Grandiosa rivincita. Assistita e coadiuvata da una bella
banda della Magliana, più Falange Armata, più Banda dell’Uno Bianca, più tutti
i servizi segreti con succursali private: pali, autisti, spioni, fornitori
delle armi, logistici, giureconsulti alla Nordio per assicurare ai picciotti prescrizioni
lunghe due vite. Insomma Ursula von der Leyen, Starmer, Macron, Costa, Merz,
Tusk, tutti questi che sul bavero hanno il logo banderista e Zelensky con al
collo la Croce di Ferro di Primo Grado.
Col paletto nel cuore, la Romania, cioè le sue istituzioni
democratiche, si sono giocate un probabilissimo presidente ultradestro,
cospiratore fascista, nazionalista e sovranista (orrore!), all’orecchio di
Putin che, con Tic Toc, ha martellato le sinapsi di milioni di rumeni fino a
convincerli a votare il mostro estremista putiniano che non voleva far fare
alla Romania la fine dell’Ucraina, gloria dei popoli, altare della democrazia,
monumento alla libertà.
Martellamento che ha funzionato alla grande, visto che, da
primo col 22% alle elezioni, poi per questo scandalo annullate dalla suprema
istanza rumena dell’eurogiustizia, era stato elevato nei sondaggi a primo col
45%, con prospettiva di maggioranza assoluta da solo. In elezioni che, non
potendosi annullare un’altra volta senza che ID Vance, vicepresidente e testa
pensante, tornasse a tuonare che abbattere un candidato, solo perché onesto,
assennato e perciò antiguerra, indicava che L’Europa con dentro la Romania era
al meglio una discarica di croci uncinate e si accontentassero di Zelensky.
Mi sovviene Una reminiscenza rumena, quando piantarono –
sempre quelli - il paletto nel cuore di quell’altro transilvano, Nicolae
Ceausescu.
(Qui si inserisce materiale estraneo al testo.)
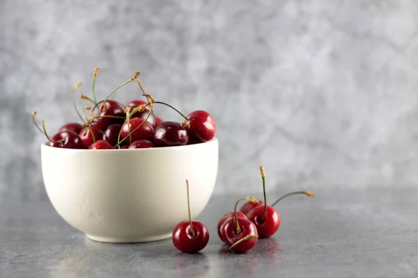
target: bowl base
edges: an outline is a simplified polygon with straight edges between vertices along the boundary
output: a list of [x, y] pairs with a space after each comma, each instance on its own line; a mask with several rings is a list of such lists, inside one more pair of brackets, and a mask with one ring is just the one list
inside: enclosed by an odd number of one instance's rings
[[86, 236], [94, 241], [100, 241], [102, 243], [148, 243], [150, 241], [162, 240], [171, 238], [172, 236], [171, 233], [165, 234], [159, 236], [130, 236], [130, 237], [122, 237], [122, 238], [113, 238], [107, 236], [93, 236], [86, 234]]

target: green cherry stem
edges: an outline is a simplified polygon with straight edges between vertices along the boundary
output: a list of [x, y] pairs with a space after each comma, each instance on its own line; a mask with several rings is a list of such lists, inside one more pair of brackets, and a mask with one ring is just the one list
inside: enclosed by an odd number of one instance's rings
[[75, 100], [74, 99], [74, 95], [75, 94], [75, 91], [81, 85], [82, 85], [82, 83], [81, 82], [79, 82], [77, 84], [75, 84], [75, 85], [74, 86], [74, 88], [72, 89], [72, 92], [71, 92], [71, 98], [72, 99], [72, 106], [74, 106], [74, 109], [75, 109], [75, 112], [77, 112], [77, 114], [79, 115], [79, 117], [80, 117], [80, 119], [82, 119], [82, 121], [84, 121], [83, 117], [82, 117], [82, 114], [80, 114], [80, 113], [79, 112], [78, 109], [77, 108], [77, 105], [75, 104]]
[[104, 110], [106, 110], [106, 102], [107, 101], [107, 99], [109, 99], [110, 97], [110, 96], [113, 95], [114, 92], [115, 92], [116, 91], [119, 90], [121, 87], [123, 87], [128, 83], [130, 83], [133, 80], [134, 80], [138, 76], [138, 75], [139, 75], [139, 72], [137, 72], [135, 73], [135, 74], [132, 77], [131, 77], [129, 80], [127, 80], [127, 81], [125, 81], [122, 84], [119, 85], [116, 89], [114, 89], [113, 91], [110, 92], [109, 93], [109, 95], [107, 95], [107, 96], [106, 96], [106, 98], [104, 99], [104, 104], [103, 104], [103, 106], [104, 106], [103, 107], [104, 107]]
[[280, 198], [279, 198], [279, 199], [277, 199], [277, 201], [274, 202], [270, 206], [274, 206], [274, 205], [276, 204], [277, 204], [278, 202], [279, 202], [280, 201], [281, 201], [283, 199], [286, 198], [288, 196], [291, 196], [291, 195], [294, 195], [296, 194], [304, 194], [305, 195], [307, 195], [309, 197], [314, 197], [315, 196], [315, 195], [314, 193], [312, 193], [311, 191], [295, 191], [295, 192], [292, 192], [291, 193], [288, 193], [285, 195], [283, 195], [282, 197], [281, 197]]
[[99, 68], [96, 67], [93, 71], [93, 97], [94, 98], [94, 104], [98, 103], [98, 99], [95, 97], [95, 79], [98, 77], [98, 74], [99, 73]]
[[238, 223], [238, 217], [237, 216], [237, 206], [238, 205], [238, 203], [239, 203], [240, 202], [241, 202], [241, 201], [242, 201], [242, 200], [245, 200], [245, 199], [247, 199], [247, 200], [251, 201], [251, 202], [253, 202], [253, 203], [254, 203], [254, 204], [257, 204], [257, 203], [258, 203], [258, 202], [258, 202], [258, 200], [257, 199], [254, 198], [254, 197], [252, 197], [252, 196], [247, 196], [247, 197], [242, 197], [242, 198], [240, 198], [240, 199], [238, 199], [238, 201], [235, 202], [235, 206], [234, 206], [234, 207], [233, 207], [233, 215], [234, 215], [234, 218], [235, 218], [235, 223], [236, 223], [236, 224], [237, 224], [237, 233], [240, 233], [240, 232], [241, 232], [241, 228], [240, 227], [240, 224]]
[[190, 232], [192, 233], [192, 236], [196, 236], [196, 233], [193, 229], [193, 226], [192, 225], [192, 213], [190, 213], [190, 197], [189, 197], [189, 180], [186, 179], [186, 187], [187, 188], [187, 211], [189, 211], [189, 222], [190, 222]]
[[180, 114], [180, 115], [181, 115], [183, 117], [184, 117], [185, 120], [188, 120], [187, 117], [185, 116], [181, 112], [180, 112], [178, 110], [176, 109], [174, 107], [171, 106], [170, 104], [167, 104], [166, 103], [161, 102], [161, 101], [155, 101], [154, 103], [155, 104], [163, 104], [163, 105], [165, 105], [166, 106], [169, 106], [169, 108], [171, 108], [171, 109], [173, 109], [176, 112], [177, 112], [178, 114]]
[[263, 220], [267, 213], [267, 197], [265, 195], [265, 172], [264, 172], [264, 167], [263, 166], [260, 166], [260, 174], [263, 180], [263, 194], [264, 195], [264, 213], [261, 216], [261, 220]]
[[[133, 133], [134, 132], [135, 132], [137, 131], [137, 129], [139, 129], [141, 126], [142, 126], [142, 125], [144, 124], [145, 124], [145, 122], [148, 120], [148, 117], [150, 117], [150, 115], [151, 115], [151, 112], [153, 111], [153, 104], [150, 104], [150, 111], [148, 112], [148, 115], [146, 115], [146, 117], [145, 118], [145, 120], [141, 123], [141, 124], [139, 124], [138, 126], [137, 126], [137, 128], [135, 129], [134, 129], [133, 131], [132, 131], [131, 132], [129, 133], [128, 136], [130, 136], [132, 133]], [[129, 124], [129, 123], [127, 124]], [[121, 129], [121, 131], [122, 130], [122, 129]], [[119, 132], [119, 136], [121, 136], [121, 132]], [[125, 140], [126, 140], [126, 138], [127, 138], [127, 136], [126, 136], [125, 138], [124, 138], [123, 139], [119, 140], [118, 142], [118, 144], [116, 144], [114, 147], [116, 148], [116, 147], [119, 147], [119, 146], [121, 145], [121, 143], [123, 143], [123, 142], [125, 142]], [[120, 139], [120, 137], [118, 137], [118, 139]]]

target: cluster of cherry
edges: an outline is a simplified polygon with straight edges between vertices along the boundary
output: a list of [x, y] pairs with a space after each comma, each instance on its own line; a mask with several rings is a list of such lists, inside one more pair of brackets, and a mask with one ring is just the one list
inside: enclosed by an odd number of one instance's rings
[[[254, 197], [245, 197], [238, 199], [233, 212], [223, 215], [217, 224], [217, 234], [229, 250], [235, 253], [243, 253], [257, 244], [258, 238], [268, 238], [274, 235], [280, 226], [280, 215], [274, 208], [274, 205], [288, 196], [304, 194], [312, 197], [309, 191], [296, 191], [288, 193], [271, 206], [267, 204], [265, 194], [265, 175], [264, 167], [260, 166], [263, 179], [264, 202]], [[187, 187], [187, 203], [189, 203], [189, 182]], [[237, 211], [238, 203], [248, 200]], [[209, 242], [209, 232], [206, 227], [199, 221], [192, 220], [189, 206], [189, 220], [182, 221], [173, 231], [173, 244], [179, 250], [186, 253], [196, 253], [203, 250]]]
[[[128, 81], [111, 91], [104, 99], [98, 101], [95, 91], [95, 79], [99, 69], [93, 71], [93, 98], [81, 95], [83, 99], [91, 102], [80, 113], [74, 99], [75, 90], [82, 85], [78, 83], [72, 91], [72, 103], [80, 122], [70, 122], [62, 126], [52, 137], [47, 133], [45, 122], [41, 129], [35, 120], [36, 126], [45, 135], [51, 147], [68, 149], [116, 149], [182, 146], [201, 143], [213, 138], [216, 124], [212, 116], [201, 110], [184, 115], [174, 107], [155, 101], [153, 96], [144, 90], [137, 72]], [[146, 101], [134, 99], [127, 105], [109, 99], [118, 89], [137, 79]], [[157, 117], [153, 110], [155, 104], [167, 106], [178, 113], [183, 122], [164, 121]], [[86, 111], [89, 111], [89, 115]]]

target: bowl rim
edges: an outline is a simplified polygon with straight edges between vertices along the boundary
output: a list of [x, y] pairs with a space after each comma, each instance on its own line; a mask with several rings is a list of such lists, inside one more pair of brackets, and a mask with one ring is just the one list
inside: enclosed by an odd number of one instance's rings
[[164, 152], [164, 151], [170, 151], [170, 150], [179, 150], [179, 149], [197, 149], [200, 147], [203, 147], [208, 145], [215, 144], [218, 142], [218, 139], [216, 137], [214, 137], [210, 140], [207, 142], [203, 142], [201, 143], [196, 143], [193, 145], [185, 145], [183, 146], [172, 146], [172, 147], [155, 147], [155, 148], [145, 148], [145, 149], [66, 149], [66, 148], [59, 148], [49, 146], [47, 142], [43, 142], [40, 144], [41, 148], [47, 148], [47, 149], [54, 149], [56, 150], [56, 152], [111, 152], [115, 153], [115, 151], [118, 152]]

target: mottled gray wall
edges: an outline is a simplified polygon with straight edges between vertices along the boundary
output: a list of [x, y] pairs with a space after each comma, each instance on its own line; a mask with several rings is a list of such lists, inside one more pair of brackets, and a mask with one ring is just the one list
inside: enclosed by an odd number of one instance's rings
[[415, 0], [3, 0], [1, 195], [42, 196], [30, 112], [51, 132], [76, 120], [70, 88], [90, 93], [96, 67], [102, 97], [139, 70], [156, 98], [213, 115], [217, 193], [258, 190], [259, 165], [269, 190], [417, 183], [417, 15]]

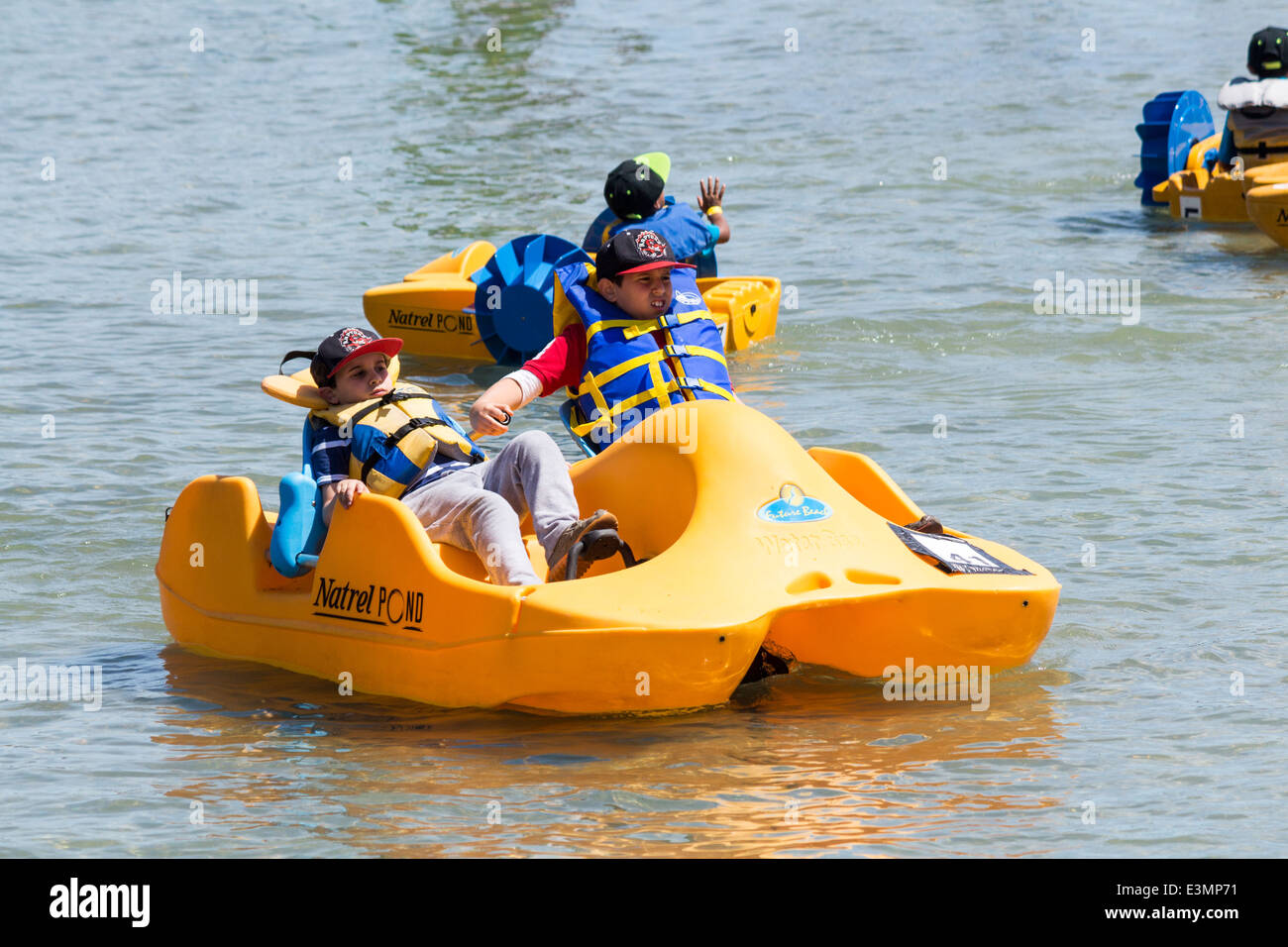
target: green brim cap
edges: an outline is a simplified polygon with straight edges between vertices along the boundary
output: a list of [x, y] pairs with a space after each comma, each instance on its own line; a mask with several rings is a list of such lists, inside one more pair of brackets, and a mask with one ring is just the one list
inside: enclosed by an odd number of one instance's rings
[[650, 151], [647, 155], [636, 155], [632, 160], [648, 165], [648, 169], [661, 178], [663, 184], [671, 177], [671, 158], [666, 152]]

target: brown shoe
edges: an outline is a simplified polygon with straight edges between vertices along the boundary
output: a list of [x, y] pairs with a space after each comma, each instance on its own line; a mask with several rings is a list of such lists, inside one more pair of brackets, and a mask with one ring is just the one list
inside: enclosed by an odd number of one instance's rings
[[940, 536], [944, 532], [944, 524], [940, 523], [934, 517], [929, 517], [929, 515], [927, 517], [922, 517], [916, 523], [908, 523], [908, 526], [905, 526], [903, 528], [904, 530], [916, 530], [917, 532], [939, 533]]
[[617, 517], [614, 517], [608, 510], [595, 510], [585, 519], [578, 519], [576, 523], [564, 530], [563, 536], [555, 542], [554, 553], [550, 557], [550, 568], [546, 572], [547, 582], [558, 582], [567, 577], [568, 572], [568, 554], [572, 553], [572, 548], [577, 545], [577, 541], [582, 539], [589, 532], [595, 532], [598, 530], [608, 530], [604, 536], [598, 537], [598, 542], [592, 542], [590, 548], [583, 548], [581, 555], [577, 557], [577, 579], [586, 575], [586, 569], [590, 568], [590, 563], [599, 559], [607, 559], [609, 555], [617, 551], [621, 540], [617, 539]]

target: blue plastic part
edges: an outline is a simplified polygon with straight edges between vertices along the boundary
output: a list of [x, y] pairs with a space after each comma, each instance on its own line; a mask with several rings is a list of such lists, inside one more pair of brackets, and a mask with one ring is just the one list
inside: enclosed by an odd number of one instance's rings
[[304, 463], [299, 473], [289, 473], [277, 487], [277, 523], [268, 542], [273, 568], [287, 579], [303, 576], [317, 564], [326, 539], [322, 519], [322, 491], [313, 479], [309, 457], [313, 454], [313, 425], [304, 419]]
[[1133, 183], [1141, 189], [1141, 204], [1157, 205], [1150, 193], [1154, 186], [1185, 170], [1190, 148], [1216, 131], [1216, 126], [1207, 99], [1193, 89], [1159, 93], [1142, 111], [1145, 121], [1136, 126], [1140, 174]]
[[563, 405], [559, 406], [559, 420], [564, 423], [564, 426], [568, 429], [568, 434], [572, 437], [573, 441], [577, 442], [577, 446], [581, 448], [581, 452], [585, 454], [587, 457], [594, 457], [596, 454], [599, 454], [601, 448], [594, 442], [591, 442], [589, 438], [580, 437], [578, 434], [573, 433], [572, 421], [573, 421], [573, 412], [576, 410], [577, 410], [577, 402], [569, 398], [568, 401], [565, 401]]
[[555, 265], [590, 256], [562, 237], [529, 233], [497, 247], [473, 273], [474, 323], [497, 365], [523, 365], [554, 336]]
Tutto merito di Timisoara, ricordate, il massacro che sconvolse il
mondo e fece accettare la fucilazione su due piedi di Ceausescu e della moglie Elena. Nient’altro che una costruzione
Lego di quelle che ti fanno credere che si tratti del mondo. Come Srebrenica in
Jugoslavia, Racak in Kosovo, Halabja curda “gassata da Saddam”, i “gas di Assad
a East Ghouta”, l’11 settembre, il 7 ottobre, Pearl Harbour, i soldati tedeschi
vestiti da polacchi che sparano sui borghi tedeschi, la strage nazista di
polacchi a Katyn attribuita ai sovietici, e andare, andare andare. Nel segno
della fede più potente di tutti, quella della False Flag. Tipo l’inferno per i
peccatori.
Vi siete dimenticati. Vi eravate bevuti tutto, all’epoca, o
dai libri di storia? Allora allungo l’inciso, la memoria serve. Dicembre 1979,
il mondo del socialismo reale si disintegra. Picconi manovrati da Reagan,
Gorbaciov e poi Eltsin (l’Abu Mazen dell’URSS). Gorbaciov prova a intimare ai
rumeni di smetterla col socialismo e la contrapposizione a Occidente e mercato.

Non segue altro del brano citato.